We will present an example to illustrate the main results.

Example 1.

Consider the following 3rd-order equation:

$${\left({\iota }^2{\left[x\left(\iota \right)+p\left(\iota \right)x(\iota -\pi )\right]}^{\prime \prime }\right)}^{\prime }+{\int }_{\pi }^{3\pi /2}x(\iota -\mu )d\mu =0.$$

(28)

where $a\left(\iota \right)={\iota }^2$, $b\left(\iota \right)=1$, $\tau \left(\iota \right)=\iota -\pi$, $p\left(\iota \right)=1$, $\sigma (\iota ,\mu )=\iota -\mu$, $\beta =1$, $a=\pi$, $b=3\pi /2$. Moreover $0<p\left(\iota \right)\le p_0$ and $\phi \left(\iota \right)=1$. Then, we obtain the following: $q_1\left(\iota \right)=(1-p_0)\pi /2$, $D\left(\iota \right)=1/\iota$, ${\int }_{{\iota }_5}^{\iota -\mu }\frac{ds}{b\left(s\right)}=\iota -\mu -{\iota }_5$. The condition (4) becomes the following:

$$\begin{array}{c}\hfill {\int }_{{\iota }_3}^{\infty }\mathsf{\Phi }\left(s\right)ds=\frac{\pi (1-p_0)}{2}{\int }_{{\iota }_3}^{\infty }\frac{\frac{{\iota }_1}{{\iota }_2}{(\iota -\mu )}^2-(\iota -\mu )({\iota }_{1}log(\iota -\mu )+{\iota }_{1}log{\iota }_2-{\iota }_2)}{(\iota -{\iota }_1-\mu )}=\infty ,\end{array}$$

and

$$\begin{array}{ccc}& & {\int }_{{\iota }_6}^{\infty }\left(D^{\beta }\left(s\right)q_1\left(s\right){\int }_{{\iota }_5}^{{\sigma }_1\left(\iota \right)}\frac{dv}{b\left(v\right)}-\frac{1}{D\left(s\right)a^{1/\beta }\left(s\right)}\right)ds\hfill \\ & & =\frac{\pi (1-p_0)}{2}{\int }_{{\iota }_6}^{\infty }\left(1-\frac{(\mu -{\iota }_5-1)}{s}\right)ds=\infty ,\hfill \end{array}$$

so condition (6) also holds.

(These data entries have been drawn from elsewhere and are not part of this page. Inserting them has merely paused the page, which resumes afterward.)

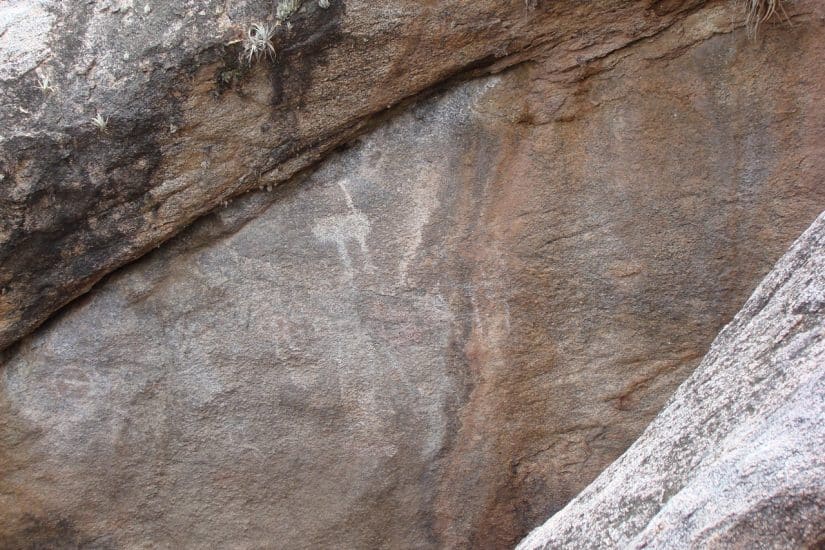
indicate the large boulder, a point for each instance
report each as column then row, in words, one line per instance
column 189, row 123
column 435, row 337
column 737, row 458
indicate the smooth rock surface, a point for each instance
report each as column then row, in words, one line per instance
column 442, row 334
column 189, row 125
column 737, row 458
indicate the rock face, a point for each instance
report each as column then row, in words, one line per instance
column 737, row 458
column 188, row 125
column 437, row 336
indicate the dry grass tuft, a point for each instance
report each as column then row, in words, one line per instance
column 258, row 42
column 759, row 11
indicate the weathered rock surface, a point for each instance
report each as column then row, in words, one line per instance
column 443, row 333
column 189, row 126
column 737, row 458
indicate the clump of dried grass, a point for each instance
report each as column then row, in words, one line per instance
column 759, row 11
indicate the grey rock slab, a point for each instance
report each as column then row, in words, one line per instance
column 737, row 457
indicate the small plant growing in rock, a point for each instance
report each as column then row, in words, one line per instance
column 759, row 11
column 101, row 123
column 286, row 8
column 258, row 42
column 44, row 84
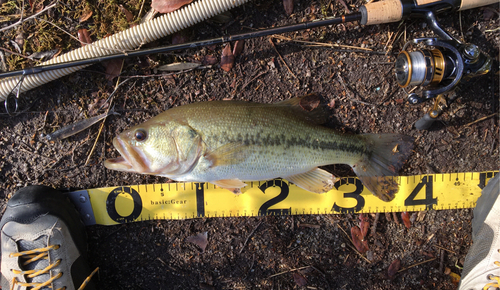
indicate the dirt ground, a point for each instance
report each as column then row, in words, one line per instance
column 364, row 97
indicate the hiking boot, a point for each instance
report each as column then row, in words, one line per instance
column 482, row 263
column 43, row 242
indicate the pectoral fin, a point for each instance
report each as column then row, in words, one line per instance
column 228, row 154
column 316, row 180
column 233, row 185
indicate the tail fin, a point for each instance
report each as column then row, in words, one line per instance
column 376, row 169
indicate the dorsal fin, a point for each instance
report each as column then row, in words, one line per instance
column 308, row 107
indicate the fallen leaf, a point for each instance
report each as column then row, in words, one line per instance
column 222, row 18
column 331, row 104
column 455, row 279
column 238, row 47
column 288, row 4
column 299, row 279
column 394, row 268
column 86, row 14
column 405, row 216
column 127, row 13
column 364, row 225
column 358, row 241
column 201, row 240
column 84, row 36
column 309, row 102
column 209, row 60
column 45, row 55
column 113, row 68
column 227, row 60
column 178, row 66
column 179, row 38
column 166, row 6
column 489, row 13
column 20, row 39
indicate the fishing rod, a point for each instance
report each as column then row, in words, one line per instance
column 444, row 65
column 282, row 29
column 386, row 11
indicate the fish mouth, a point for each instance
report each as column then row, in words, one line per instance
column 129, row 161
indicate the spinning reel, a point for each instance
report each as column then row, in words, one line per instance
column 443, row 66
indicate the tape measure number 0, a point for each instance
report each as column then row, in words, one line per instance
column 122, row 204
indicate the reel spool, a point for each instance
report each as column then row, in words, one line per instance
column 439, row 68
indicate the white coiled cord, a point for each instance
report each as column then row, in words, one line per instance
column 122, row 42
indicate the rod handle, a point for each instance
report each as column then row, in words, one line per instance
column 385, row 11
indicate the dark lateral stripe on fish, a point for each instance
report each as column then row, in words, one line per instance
column 282, row 140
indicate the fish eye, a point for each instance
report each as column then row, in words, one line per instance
column 140, row 135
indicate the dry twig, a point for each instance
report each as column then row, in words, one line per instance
column 251, row 234
column 480, row 119
column 31, row 17
column 417, row 264
column 274, row 46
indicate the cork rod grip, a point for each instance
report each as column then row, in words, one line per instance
column 469, row 4
column 385, row 11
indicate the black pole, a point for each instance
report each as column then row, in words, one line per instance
column 288, row 28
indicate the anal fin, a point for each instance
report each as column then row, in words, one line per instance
column 316, row 180
column 233, row 185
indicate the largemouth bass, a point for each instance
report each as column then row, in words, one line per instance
column 225, row 142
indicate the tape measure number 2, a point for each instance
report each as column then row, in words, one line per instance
column 122, row 204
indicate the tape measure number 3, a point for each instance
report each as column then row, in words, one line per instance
column 123, row 204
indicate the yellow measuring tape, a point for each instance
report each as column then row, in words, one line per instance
column 121, row 204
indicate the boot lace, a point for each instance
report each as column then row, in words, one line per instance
column 30, row 256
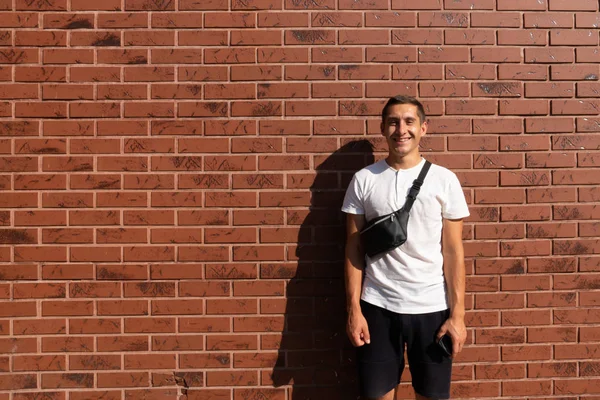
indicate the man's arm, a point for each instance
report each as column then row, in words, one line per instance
column 357, row 329
column 454, row 273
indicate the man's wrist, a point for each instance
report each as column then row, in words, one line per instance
column 457, row 312
column 353, row 306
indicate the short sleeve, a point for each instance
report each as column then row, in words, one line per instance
column 455, row 205
column 353, row 203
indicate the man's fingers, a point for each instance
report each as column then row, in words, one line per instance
column 366, row 335
column 357, row 340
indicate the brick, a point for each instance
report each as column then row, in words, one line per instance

Hence, by Theorem (1), it holds that every solution x of (28) is almost oscillatory.

3. A Concluding Remark

We established new oscillation theorems for (1) in this paper. The main outcomes are proved via the means of the integral averaging condition, and the generalized Riccati technique under the assumptions of ${\int }_{{\iota }_0}^{\iota }{a}^{-1/\beta }\left(s\right)ds$ < ${\int }_{{\iota }_0}^{\iota }\frac{1}{b\left(s\right)}ds=\infty \mathrm{as}\iota \to \infty$. Examples are given to prove the significance of the new results. The main results in this paper are presented in an essentially new form and of a high degree of generality. For future consideration, it will be of great importance to study the oscillation of (1) when $-\infty <p\left(\iota \right)\le -1$ and $\left|p\right(\iota \left)\right|<\infty$.